Once that was done, I needed to extract the important columns. I took only the messages types that were labelled “message” because the output had also recorded random things like starting a poll, sending a location, sending a sticker etc. and these did not contain actual text. I then also filtered it to only give me the important components of date, text, and who the text was from. I then relabeled it to make it easier to understand.
msg_df_filtered = msg_df[msg_df.type=="message"] #filter only message type message
msg_df_filtered = msg_df_filtered[["date","text","from"]] #filter important variables
msg_df_filtered = msg_df_filtered.replace({'from' : { 'FriendA' : 'A', 'FriendB' : "B", 'FriendC' : "C", "FriendD" : "D", "FriendE" : "E" , "FriendF" : "F" , "FriendG" : "G", "FriendH" : "H" }}) #rename senders
msg_df_filtered.head(3)
I also noticed that some of the messages contained random characters and I needed to get rid of those so that proper words could be formed.

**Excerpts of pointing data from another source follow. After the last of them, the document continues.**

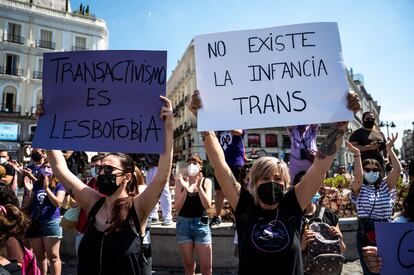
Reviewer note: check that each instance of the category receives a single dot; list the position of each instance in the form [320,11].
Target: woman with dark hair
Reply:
[43,199]
[369,139]
[373,195]
[370,253]
[117,213]
[192,200]
[268,213]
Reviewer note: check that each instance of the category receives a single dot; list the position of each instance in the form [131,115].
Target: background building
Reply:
[27,30]
[258,142]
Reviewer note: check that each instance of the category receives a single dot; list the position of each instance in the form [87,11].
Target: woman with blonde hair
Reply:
[192,200]
[43,199]
[268,213]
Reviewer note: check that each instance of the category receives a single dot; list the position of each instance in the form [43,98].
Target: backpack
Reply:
[323,255]
[29,264]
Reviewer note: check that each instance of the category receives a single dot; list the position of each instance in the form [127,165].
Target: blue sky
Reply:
[377,35]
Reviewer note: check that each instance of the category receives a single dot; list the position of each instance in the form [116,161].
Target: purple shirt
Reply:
[233,147]
[306,140]
[42,208]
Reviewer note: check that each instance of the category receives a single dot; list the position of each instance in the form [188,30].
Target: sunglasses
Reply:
[108,169]
[371,169]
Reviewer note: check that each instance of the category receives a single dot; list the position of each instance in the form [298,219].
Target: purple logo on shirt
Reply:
[270,236]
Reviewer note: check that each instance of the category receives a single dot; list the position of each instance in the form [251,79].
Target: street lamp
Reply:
[390,124]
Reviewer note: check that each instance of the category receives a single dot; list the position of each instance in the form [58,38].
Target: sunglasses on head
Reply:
[108,169]
[371,169]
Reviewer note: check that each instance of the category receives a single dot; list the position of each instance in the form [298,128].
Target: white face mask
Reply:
[193,169]
[3,160]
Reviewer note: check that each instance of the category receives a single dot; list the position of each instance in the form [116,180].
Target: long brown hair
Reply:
[122,206]
[13,223]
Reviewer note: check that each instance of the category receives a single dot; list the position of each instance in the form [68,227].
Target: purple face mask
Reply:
[46,171]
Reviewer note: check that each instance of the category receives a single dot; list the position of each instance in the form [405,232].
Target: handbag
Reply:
[70,218]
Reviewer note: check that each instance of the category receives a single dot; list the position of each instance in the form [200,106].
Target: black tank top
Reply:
[193,208]
[114,253]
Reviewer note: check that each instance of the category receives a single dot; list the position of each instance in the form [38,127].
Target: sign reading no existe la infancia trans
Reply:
[104,101]
[271,77]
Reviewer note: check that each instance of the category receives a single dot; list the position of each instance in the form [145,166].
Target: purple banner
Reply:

temp = msg_df_filtered #duplicate the df
temp['text'] = temp['text'].str.replace('[^A-Za-z0-9]+', " ") #replace all non-alaphabet characters
temp = temp.dropna() #remove the na
3. Visualizing the Data
Most common word used
Finally, we were done and ready to get on with the fun stuff! In order to count the number of words, I first joined all the words from the text column together before changing them all to lower caps and splitting them up. I then used value_counts
and pulled the top 100 words used in the chat
common_word = pd.Series(' '.join(temp['text']).lower().split()).value_counts()[:100] #show top 100 words used
common_word = common_word.reset_index().rename(columns={"index":"Word", 0:"Count"}) #reset the index and rename the columns
I then plotted it out using plotly.express
in a simple bar chart. Clearly the word “the” was extremely popular
import plotly.express as px
fig = px.bar(common_word, x='Word', y='Count')
fig.show()
Who sent the most messages?
In order to see who had sent the most messages, I then used value_counts
on the from column and plotted it out too.

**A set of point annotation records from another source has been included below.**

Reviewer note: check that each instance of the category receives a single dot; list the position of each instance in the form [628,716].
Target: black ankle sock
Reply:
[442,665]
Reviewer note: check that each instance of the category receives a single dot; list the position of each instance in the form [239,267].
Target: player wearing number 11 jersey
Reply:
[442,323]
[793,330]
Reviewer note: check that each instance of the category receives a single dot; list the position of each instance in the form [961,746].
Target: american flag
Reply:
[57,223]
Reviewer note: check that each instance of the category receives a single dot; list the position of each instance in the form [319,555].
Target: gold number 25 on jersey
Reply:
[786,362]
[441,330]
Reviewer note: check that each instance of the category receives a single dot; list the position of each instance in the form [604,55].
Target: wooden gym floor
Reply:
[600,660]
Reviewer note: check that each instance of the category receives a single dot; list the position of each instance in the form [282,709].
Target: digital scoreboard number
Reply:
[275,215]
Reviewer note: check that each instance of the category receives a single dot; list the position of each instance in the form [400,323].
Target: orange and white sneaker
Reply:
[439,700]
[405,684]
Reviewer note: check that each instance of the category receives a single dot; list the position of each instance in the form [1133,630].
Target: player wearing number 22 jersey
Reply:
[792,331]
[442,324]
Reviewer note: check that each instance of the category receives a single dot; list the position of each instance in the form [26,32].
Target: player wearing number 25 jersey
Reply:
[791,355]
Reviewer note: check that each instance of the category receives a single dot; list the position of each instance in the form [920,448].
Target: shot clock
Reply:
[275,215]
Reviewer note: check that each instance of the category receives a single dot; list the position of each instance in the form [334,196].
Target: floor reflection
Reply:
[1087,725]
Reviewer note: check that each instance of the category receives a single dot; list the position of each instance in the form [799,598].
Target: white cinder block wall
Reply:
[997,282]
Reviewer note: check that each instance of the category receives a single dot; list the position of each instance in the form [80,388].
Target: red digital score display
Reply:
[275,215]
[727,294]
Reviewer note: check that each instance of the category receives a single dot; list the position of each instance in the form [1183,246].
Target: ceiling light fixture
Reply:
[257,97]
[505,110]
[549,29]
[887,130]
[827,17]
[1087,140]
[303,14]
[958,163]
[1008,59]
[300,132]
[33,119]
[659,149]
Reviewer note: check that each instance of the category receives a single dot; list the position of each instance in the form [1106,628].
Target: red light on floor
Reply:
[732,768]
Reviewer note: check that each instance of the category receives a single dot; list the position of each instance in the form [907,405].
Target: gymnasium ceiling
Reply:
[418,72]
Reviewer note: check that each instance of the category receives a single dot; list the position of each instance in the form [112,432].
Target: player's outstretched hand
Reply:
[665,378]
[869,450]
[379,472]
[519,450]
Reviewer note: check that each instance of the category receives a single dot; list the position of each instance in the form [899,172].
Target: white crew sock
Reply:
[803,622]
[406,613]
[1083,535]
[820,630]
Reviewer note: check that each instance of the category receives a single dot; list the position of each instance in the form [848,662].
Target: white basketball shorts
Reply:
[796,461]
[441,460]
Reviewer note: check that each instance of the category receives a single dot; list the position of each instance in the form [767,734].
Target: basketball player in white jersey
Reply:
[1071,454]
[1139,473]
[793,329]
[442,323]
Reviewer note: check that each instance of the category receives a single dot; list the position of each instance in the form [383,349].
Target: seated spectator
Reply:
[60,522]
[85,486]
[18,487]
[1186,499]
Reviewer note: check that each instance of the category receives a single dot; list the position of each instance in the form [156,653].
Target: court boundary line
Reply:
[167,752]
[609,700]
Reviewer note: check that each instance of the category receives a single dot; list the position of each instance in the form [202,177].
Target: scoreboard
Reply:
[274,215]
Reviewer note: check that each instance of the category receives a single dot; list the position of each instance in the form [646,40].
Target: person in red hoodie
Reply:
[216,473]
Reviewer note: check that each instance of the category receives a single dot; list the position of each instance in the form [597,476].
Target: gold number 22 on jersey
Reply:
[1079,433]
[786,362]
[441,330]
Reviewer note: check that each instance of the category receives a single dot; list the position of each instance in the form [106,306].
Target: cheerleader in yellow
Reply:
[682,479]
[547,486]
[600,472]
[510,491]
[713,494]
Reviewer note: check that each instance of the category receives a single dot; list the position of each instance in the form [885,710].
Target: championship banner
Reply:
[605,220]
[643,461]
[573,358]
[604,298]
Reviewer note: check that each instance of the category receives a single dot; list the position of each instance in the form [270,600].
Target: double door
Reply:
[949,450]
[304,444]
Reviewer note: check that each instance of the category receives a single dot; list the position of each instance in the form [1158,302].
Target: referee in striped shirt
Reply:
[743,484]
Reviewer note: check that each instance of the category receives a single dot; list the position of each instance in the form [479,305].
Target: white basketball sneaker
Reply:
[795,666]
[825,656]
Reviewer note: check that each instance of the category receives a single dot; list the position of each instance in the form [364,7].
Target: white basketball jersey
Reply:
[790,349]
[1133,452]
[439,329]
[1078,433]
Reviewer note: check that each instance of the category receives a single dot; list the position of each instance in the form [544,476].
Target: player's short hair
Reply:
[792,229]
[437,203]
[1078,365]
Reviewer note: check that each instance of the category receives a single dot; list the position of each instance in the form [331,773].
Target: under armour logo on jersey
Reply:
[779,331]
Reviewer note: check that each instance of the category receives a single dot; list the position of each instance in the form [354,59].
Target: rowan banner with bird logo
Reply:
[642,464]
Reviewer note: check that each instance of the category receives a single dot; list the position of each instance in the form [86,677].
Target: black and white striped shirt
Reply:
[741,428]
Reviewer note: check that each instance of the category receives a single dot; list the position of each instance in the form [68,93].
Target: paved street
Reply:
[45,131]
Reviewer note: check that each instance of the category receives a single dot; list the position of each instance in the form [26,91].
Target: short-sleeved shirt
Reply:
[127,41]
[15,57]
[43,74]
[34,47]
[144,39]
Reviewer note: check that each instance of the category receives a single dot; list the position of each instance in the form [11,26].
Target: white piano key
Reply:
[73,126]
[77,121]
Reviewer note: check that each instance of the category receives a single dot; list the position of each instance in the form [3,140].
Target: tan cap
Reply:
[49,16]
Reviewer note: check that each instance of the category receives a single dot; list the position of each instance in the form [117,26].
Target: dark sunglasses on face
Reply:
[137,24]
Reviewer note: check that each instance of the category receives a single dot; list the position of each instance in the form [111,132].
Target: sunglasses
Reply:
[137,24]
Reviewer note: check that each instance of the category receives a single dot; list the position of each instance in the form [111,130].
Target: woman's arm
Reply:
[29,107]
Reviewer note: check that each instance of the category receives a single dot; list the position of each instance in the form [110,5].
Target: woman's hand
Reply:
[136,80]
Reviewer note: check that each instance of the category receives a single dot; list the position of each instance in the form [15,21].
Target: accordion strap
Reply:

messages_sent = temp['from'].value_counts()
messages_sent = messages_sent.reset_index().rename(columns={"index":"User", "from":"Count"})
fig2 = px.bar(messages_sent, x='User', y='Count')
fig2.show()
Who responds to who?
This was an interesting one. I wanted to gauge interactions and see who replied the most after whom. I hence created a simple loop to create a list, recording which person tended to reply after which other person. From the looks of it, I guess person A had a lot of fun replying after himself.
replies = [temp.iloc[n,2] + " to " + temp.iloc[(n-1),2] for n in range(1,len(temp))] #list constructor to create replying list
replies.insert(0,"A to A") #insert an initial convo to make list same length as df
temp['Replies'] = replies #added list to df
replies_to = temp['Replies'].value_counts() #count
replies_to = replies_to.reset_index().rename(columns={"index":"Replies", "Replies":"Count"}) #reset index and rename
fig3 = px.bar(replies_to, x='Replies', y='Count')
fig3.show()
Custom words
Finally, I wanted to a list of custom words that allowed me to see how many times the word had been used. I created a list of these words and then counted the number of times they appeared in the pd.Series
from our text data.
list_words = ["fun", "love","joy","anger","hate","upset"] #create list of custom words
int_word_count = [sum(pd.Series(' '.join(temp['text']).lower().split())==i) for i in list_words] #count number of times they appeared
#create df to store
int_words = pd.DataFrame(
{"Word" : list_words,
"Count" : int_word_count}
)
#plot df
px.bar(int_words, x="Word",y="Count",color_discrete_sequence=px.colors.qualitative.G10)
I guess we all love each other a lot and have plenty of fun.
Conclusion
So there you have it! A fun little exploration of words and phrases in a group chat. Thanks for reading and hope you found it interesting!